I’m in a bad mood pretty much as soon as I wake up.  JR hadn’t cleaned the dishes he’d been promising all weekend to clean, it was 5:30 and I had only gotten about 4 hours of sleep since SOMEONE decided that 1 am was a perfect time for a baby party.  The house was a mess (and I’d be the one that had to clean it) and it was Monday.  The week loomed before me like a dark cloud.

I’m not going to lie.  I don’t like being a suburban stay-at-home mom.  There’s not enough to do during the day, and the Kid gets cranky.  I don’t blame her, it’s boring at home with just the two of us.  I try to DO things – indoor playgrounds, The Children’s Museum, Gymboree – but there’s only so many times one can crawl up rope netting and slide down slides before it gets mundane.

She’s not old enough to play on playgrounds by herself, plus she’s not quite independent enough.  She’s a confusing mix of not enough and too much.  At home, it’s “no. no. no.” all day.  She doesn’t want help putting on her shoes, or walking down the front steps.  She wants to drink out of a cup by herself, and play DVDs on her own.  But we get in public, where she can run and jump and climb, and she’s afraid.  She doesn’t climb up the netting alone; she wants my hand to help her over the plastic rims into the tunnel.  I know she could do it, but she doesn’t.

I’m in a bad mood, and she’s not helping.  She insists on being held when she eats.  She says she’s hungry, but doesn’t want any of the usual lunch time meals.  We end up with cranberry sauce, and she eats a few bites before she screams in her highchair; twisting and thrashing until I pick her up.  It takes me three tries before we finally are on the road; I left my cell phone inside, then I forgot that JR took the carseat out of the car this morning.  She fusses the whole way to The Stomping Grounds, and I find myself wishing I were sitting in a cubicle, having a conversation with someone in English, not the French my daughter seems to be speaking.

We arrive at the indoor playground that we’ve been to at least 30 times in the last month.  Our shoes come off, and I notice how many other mom’s are here.  They’re all in groups of 4 or 5, laughing, reprimanding, smiling.  They all look older than me, all in matching, high end clothes.  A sharp contrast to my grey corduroys and red Element t-shirt.

We walk to the big kids playground.  Claire wants nothing to do with the “Under 2” side of the park.  I help her up to the top level and we putz around a bit.  There’s a tunnel at the very top.  It’s made of interlocking strips of mesh, divided into 4 parts each separated by a slippery yellow piece of plastic.  We’ve never been through that tunnel; Claire’s feet slip through the holes and she thinks she can’t get them out by herself.  She always notices that tunnel, even lowering herself into the first section, before she gets discouraged and climbs back out to play somewhere safer.
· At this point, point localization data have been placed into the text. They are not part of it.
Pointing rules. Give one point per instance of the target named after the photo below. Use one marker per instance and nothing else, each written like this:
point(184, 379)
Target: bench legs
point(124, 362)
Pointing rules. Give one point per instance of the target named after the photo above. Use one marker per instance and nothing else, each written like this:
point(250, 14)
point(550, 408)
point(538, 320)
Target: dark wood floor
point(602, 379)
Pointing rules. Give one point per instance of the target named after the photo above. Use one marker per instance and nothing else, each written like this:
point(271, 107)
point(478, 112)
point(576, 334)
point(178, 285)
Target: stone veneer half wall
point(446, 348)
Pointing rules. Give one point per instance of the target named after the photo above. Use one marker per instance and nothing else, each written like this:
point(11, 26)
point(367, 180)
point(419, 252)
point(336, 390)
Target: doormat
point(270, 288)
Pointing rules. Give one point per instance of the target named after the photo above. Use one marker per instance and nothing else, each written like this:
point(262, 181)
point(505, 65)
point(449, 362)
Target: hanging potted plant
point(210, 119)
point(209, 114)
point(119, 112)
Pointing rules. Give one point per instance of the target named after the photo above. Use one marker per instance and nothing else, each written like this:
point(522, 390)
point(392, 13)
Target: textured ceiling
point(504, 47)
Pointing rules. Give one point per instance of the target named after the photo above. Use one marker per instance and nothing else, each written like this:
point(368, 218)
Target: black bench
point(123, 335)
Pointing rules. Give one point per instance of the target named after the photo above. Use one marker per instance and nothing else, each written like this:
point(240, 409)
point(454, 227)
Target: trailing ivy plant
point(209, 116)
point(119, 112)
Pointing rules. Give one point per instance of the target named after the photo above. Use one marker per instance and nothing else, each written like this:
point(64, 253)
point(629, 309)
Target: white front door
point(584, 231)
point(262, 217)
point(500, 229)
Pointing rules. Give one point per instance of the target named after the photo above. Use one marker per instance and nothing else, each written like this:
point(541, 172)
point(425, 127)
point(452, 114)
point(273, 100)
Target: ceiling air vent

There are about 10 kids running around today.  Some of the boys are as old as 6 or 7, but there’s a little girl who couldn’t have been more than 2.  She wasn’t much bigger than Claire, but she was noticably braver.  She climbed up the rope ladder, ran through the tunnels.  She was by herself, and very determined.  She never cracked a smile, and she noticed Claire right away.  Claire noticed her too.  Claire followed this little girl over the bridges that she knew, around the ball pit where she loved to sit.  Then the little girl went up the steps to the tunnel.

Claire followed her, cautiously.  I sat back and watched, reach to jump to her rescue should she get stuck.  She followed the little girl into the first part of the tunnel, carefully placing her feet in the cross sections of the mesh so as not to fall through.  The little girl flew through the first section, and jumped over the yellow plastic divider.  Then, she stopped and sat in the second section as Claire carefully put one leg over the plastic piece.  Claire reached one hand out and felt the rope on the side, and pulled herself over.  The little girl raced ahead, vaulting the second divider with ease.  Claire followed her, putting her hand where the little girl had, placing her feet carefully.  She climbed over the second divider where the little girl was waiting.  They continued on this path through the whole tunnel; the little girl going first and Claire following slowly behind.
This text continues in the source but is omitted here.